The Washington conventional wisdom presupposes a kind of symmetry between our polarized political parties. Liberals and conservatives, it is said, live in separate bubbles, where they watch different television networks, frequent different Web sites, and absorb different realities. The implication of this view is that both sides resemble each other in their twisted views of reality. Rachel Maddow and Sean Hannity, in other words, represent two sides of the same coin.

This view is precisely wrong.

The two sides are not, in fact, equal when it comes to evaluating “news” stories, or even in how they view reality. Liberals want facts; conservatives want their biases reinforced. Liberals embrace journalism; conservatives believe propaganda. In the more measured but still emphatic words of the authors, “the right-wing media ecosystem differs categorically from the rest of the media environment,” and has been much more susceptible to “disinformation, lies and half-truths.”

This assertion sounds as if it is itself the result of propaganda–liberal propaganda, in this case. But as Toobin reports,

“Network Propaganda” is an academic work at the crossroads of law, sociology, and media studies.

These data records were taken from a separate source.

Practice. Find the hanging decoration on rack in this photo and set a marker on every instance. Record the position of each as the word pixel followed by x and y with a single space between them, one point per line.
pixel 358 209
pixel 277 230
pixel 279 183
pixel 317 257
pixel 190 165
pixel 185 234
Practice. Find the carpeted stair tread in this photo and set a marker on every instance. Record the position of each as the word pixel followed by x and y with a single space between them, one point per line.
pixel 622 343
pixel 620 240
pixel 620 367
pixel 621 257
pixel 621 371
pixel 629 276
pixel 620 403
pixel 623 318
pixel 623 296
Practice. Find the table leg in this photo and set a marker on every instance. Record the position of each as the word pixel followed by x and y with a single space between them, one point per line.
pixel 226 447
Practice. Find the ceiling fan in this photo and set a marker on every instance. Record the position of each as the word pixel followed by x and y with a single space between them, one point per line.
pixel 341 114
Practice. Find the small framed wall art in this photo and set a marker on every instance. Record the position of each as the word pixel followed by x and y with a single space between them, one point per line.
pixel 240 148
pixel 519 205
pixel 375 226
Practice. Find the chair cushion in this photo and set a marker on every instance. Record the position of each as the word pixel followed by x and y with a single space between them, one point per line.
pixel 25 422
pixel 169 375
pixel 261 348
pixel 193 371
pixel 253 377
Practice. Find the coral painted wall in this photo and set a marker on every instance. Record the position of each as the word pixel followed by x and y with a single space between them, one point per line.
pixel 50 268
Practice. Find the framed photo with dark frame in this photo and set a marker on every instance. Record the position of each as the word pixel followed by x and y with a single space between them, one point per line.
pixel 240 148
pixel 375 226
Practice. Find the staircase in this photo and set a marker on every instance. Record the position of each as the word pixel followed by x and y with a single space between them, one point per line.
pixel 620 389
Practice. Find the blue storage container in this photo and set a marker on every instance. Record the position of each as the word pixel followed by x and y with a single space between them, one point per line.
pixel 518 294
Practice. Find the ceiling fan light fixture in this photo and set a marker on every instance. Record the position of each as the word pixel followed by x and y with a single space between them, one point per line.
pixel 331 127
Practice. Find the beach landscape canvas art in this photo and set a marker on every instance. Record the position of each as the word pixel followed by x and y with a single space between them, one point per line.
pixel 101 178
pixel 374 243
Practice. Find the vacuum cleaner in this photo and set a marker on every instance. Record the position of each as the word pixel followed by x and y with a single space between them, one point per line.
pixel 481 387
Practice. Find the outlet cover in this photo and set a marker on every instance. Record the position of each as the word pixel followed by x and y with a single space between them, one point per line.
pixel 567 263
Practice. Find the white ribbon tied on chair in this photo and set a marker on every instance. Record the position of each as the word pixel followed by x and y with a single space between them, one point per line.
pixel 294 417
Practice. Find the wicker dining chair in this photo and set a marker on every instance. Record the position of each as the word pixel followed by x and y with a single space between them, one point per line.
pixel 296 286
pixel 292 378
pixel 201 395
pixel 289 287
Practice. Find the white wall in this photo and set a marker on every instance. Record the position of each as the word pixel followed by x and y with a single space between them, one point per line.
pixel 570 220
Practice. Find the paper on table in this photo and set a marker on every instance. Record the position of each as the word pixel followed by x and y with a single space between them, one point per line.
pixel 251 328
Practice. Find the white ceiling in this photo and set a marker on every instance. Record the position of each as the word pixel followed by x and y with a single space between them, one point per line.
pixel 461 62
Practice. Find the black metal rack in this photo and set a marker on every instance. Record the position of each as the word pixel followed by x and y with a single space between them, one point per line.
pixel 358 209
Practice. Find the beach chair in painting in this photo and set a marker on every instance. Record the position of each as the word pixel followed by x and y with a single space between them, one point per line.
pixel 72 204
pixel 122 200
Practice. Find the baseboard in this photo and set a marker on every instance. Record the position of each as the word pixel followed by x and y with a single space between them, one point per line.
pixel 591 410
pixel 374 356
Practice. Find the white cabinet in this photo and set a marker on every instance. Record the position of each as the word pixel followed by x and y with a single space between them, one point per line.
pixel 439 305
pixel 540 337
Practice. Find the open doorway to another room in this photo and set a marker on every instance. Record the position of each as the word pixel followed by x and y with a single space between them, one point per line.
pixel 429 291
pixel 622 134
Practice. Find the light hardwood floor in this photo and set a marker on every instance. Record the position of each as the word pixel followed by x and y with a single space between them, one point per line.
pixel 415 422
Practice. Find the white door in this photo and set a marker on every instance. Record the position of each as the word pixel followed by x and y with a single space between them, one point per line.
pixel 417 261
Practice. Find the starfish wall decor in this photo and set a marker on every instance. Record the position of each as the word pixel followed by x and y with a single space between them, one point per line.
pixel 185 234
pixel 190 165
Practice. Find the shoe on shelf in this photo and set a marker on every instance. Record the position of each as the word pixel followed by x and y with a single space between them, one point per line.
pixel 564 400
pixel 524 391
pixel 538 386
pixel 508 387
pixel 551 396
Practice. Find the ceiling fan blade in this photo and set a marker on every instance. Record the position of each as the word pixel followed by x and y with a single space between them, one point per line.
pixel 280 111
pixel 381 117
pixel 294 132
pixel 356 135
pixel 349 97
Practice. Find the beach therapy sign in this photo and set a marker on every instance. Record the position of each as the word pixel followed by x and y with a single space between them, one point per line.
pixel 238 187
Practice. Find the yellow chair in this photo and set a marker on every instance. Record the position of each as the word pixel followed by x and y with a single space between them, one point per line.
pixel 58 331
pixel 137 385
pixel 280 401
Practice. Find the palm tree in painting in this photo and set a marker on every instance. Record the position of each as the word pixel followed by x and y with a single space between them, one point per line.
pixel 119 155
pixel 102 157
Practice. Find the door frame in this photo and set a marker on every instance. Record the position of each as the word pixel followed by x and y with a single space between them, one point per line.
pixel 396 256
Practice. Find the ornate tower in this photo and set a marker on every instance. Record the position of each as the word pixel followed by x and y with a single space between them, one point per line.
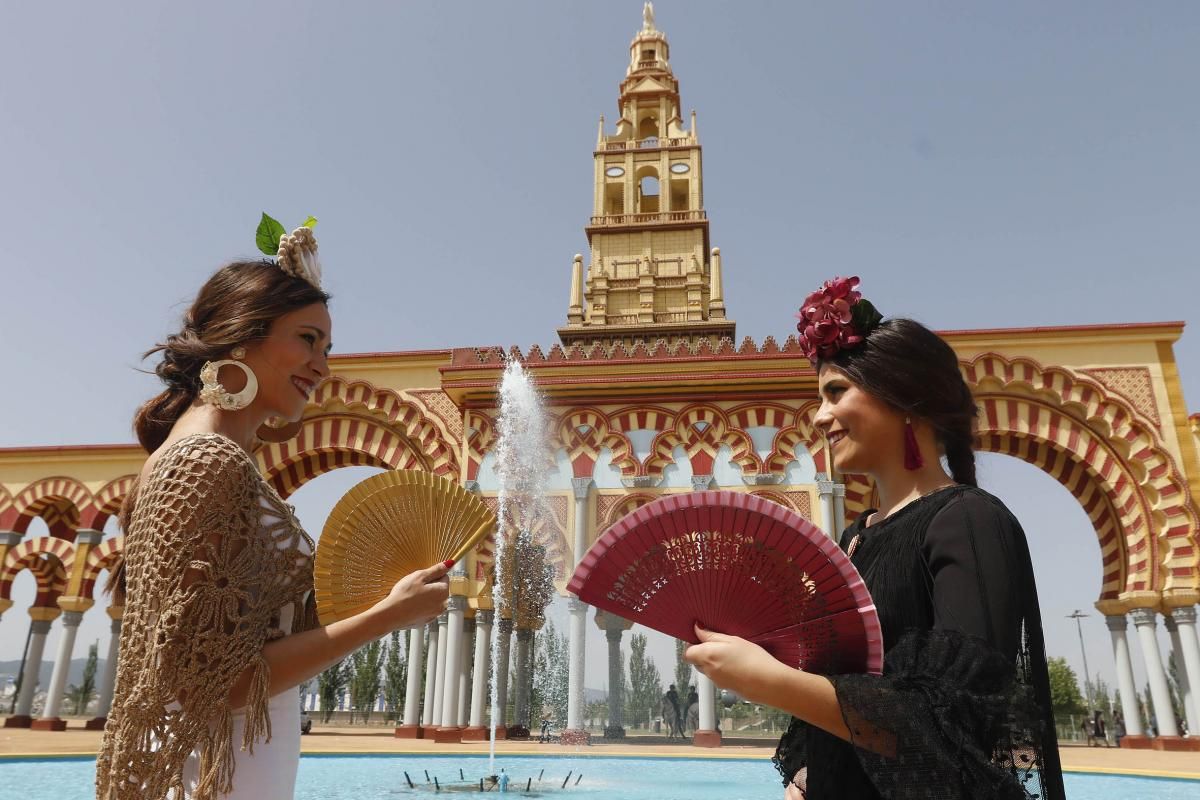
pixel 652 274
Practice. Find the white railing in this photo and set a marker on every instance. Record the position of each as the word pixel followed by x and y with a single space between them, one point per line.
pixel 657 217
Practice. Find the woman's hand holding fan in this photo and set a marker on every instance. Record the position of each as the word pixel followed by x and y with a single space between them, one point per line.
pixel 381 539
pixel 417 599
pixel 741 565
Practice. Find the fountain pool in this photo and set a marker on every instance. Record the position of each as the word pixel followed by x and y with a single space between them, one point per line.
pixel 378 776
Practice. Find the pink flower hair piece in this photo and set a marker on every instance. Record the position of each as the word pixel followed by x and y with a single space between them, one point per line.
pixel 834 318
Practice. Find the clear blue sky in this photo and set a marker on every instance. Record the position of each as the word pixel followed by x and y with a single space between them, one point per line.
pixel 999 164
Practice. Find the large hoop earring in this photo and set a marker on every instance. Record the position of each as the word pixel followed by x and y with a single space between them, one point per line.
pixel 214 394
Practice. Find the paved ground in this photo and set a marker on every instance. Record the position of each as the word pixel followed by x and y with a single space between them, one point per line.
pixel 379 740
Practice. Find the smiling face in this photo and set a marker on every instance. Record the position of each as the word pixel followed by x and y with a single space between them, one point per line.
pixel 863 431
pixel 292 360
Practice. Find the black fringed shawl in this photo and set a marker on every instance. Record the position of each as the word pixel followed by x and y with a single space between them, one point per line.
pixel 963 708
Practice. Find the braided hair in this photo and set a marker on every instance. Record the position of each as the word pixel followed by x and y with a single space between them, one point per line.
pixel 915 371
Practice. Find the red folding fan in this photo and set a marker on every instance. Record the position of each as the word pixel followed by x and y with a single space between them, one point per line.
pixel 741 565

Benkler is a law professor at Harvard and a co-director of the university’s Berkman Klein Center for Internet and Society, where Faris and Roberts both conduct research. The book is not a work of media criticism but, rather, of data analysis—a study of millions of online stories, tweets, and Facebook-sharing data points. The authors’ conclusion is that “something very different was happening in right-wing media than in centrist, center-left and left-wing media.” Accordingly, they wrote the book “to shine a light on the right-wing media ecosystem itself as the primary culprit in sowing confusion and distrust in the broader American ecosystem.”

The book examines the way in which that right-wing “ecosystem” works. Stories frequently begin on conspiracy theory sites like Infowars; if they remained there, most people would either fail to encounter them or see them for what they are. But they “migrate” to outlets like Fox News, that claim to follow principles of objective journalism. The authors note that there simply aren’t significant sites on the left that mirror those on the right by trafficking in “chronic falsity;”  furthermore, the “upstream sources” in the center and on the left do adhere to traditional journalistic standards, so they debunk rather than parrot the stories contrived by those few sites that  crank out leftwing propaganda.

This lack of symmetry is why “Pizzagate”–accusing Hillary Clinton of pedophilia and of molesting children in the basement of a pizza parlor–was widely reported, while unverifiable allegations that Trump had raped a 15-year-old quickly died.

The authors’ telling conclusion, based upon their data analysis, was that Trump’s election wasn’t the result of Russia’s (admitted) interference, nor to Cambridge Analytica’s manipulation of Facebook.

Rather, it was the feedback loop of right-wing quasi-journalism that had the most impact—and that hypothesis has profound implications not only for the study of the recent past but also for predictions about the not-so-distant future.

This analysis confirms the suspicions of several of my colleagues who have “lost” their previously rational parents to Fox News.

The sixty-four thousand dollar question is: in a country committed to freedom of speech and the press, what can we do about it?